NatLibFi / Annif

Annif is a multi-algorithm automated subject indexing tool for libraries, archives and museums.
https://annif.org
Other
188 stars 41 forks source link

Hugging Face integration #760

Closed juhoinkinen closed 2 months ago

juhoinkinen commented 5 months ago

The :hugs: Hugging Face Hub intends to facilitate the hosting and sharing of AI models and datasets (as well as demo applications), and now also NatLibFi has an organization account in the Hugging Face Hub.

The data (models and datasets) in the HF Hub live in git repositories, and git can be used to handle the data (to commit, push, pull...) . However, also direct integration of applications with HF Hub is supported using the huggingface_hub Python library, which is usable also as a CLI tool.

Annif could have the functionality to push (and pull) projects or project sets to (and from) the HF Hub.
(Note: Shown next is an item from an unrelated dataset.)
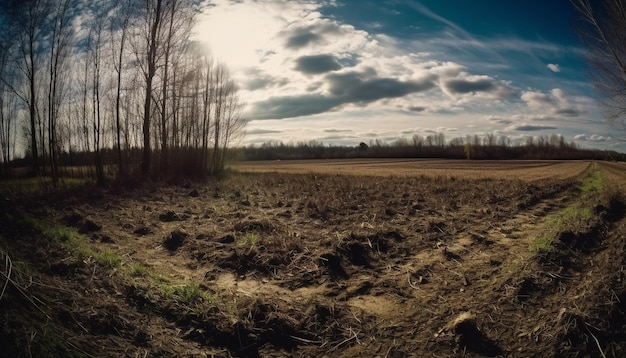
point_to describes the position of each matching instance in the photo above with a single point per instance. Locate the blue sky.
(343, 72)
It should to be able to operate on project sets because ensemble projects require the availability of also its base projects and also because of convenience.
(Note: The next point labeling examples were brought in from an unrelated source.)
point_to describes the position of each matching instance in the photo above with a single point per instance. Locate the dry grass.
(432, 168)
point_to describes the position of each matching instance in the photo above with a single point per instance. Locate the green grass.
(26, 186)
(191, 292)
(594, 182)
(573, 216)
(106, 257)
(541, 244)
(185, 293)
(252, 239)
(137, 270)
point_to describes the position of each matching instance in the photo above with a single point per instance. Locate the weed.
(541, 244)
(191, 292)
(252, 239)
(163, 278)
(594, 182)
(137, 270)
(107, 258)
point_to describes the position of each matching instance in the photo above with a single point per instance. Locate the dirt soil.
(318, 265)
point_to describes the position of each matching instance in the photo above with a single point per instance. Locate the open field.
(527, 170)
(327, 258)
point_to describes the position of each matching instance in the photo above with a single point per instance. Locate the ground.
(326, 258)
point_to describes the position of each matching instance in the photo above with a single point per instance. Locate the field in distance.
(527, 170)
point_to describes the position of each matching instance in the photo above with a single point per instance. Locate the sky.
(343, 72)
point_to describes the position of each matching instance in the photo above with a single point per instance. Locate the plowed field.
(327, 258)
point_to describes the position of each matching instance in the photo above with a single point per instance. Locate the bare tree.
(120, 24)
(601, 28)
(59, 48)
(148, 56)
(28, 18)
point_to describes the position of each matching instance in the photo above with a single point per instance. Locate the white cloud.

There could be the following CLI command to push a set of projects to HF Hub:

annif upload-projects <glob-pattern> <username/reponame> [--options]

For example

annif upload-projects yso-*fi NatLibFi/FintoAI-data-YSO

would upload the specified projects to NatLibFi/FintoAI-data-YSO repository.

The files and dirs needed to be uploaded are

Options for bundling and uploading

1. Single file

Bundle all files into one zip named: yso-fi.zip (possibly include only the configs of the selected projects). Upload to the root of the repo.

The filename could be derived by the glob pattern of the projects or it could be a required argument for the upload command (as 2nd argument, to be added to the above example).

This option would be easiest for downloads: just wget one file and unzip.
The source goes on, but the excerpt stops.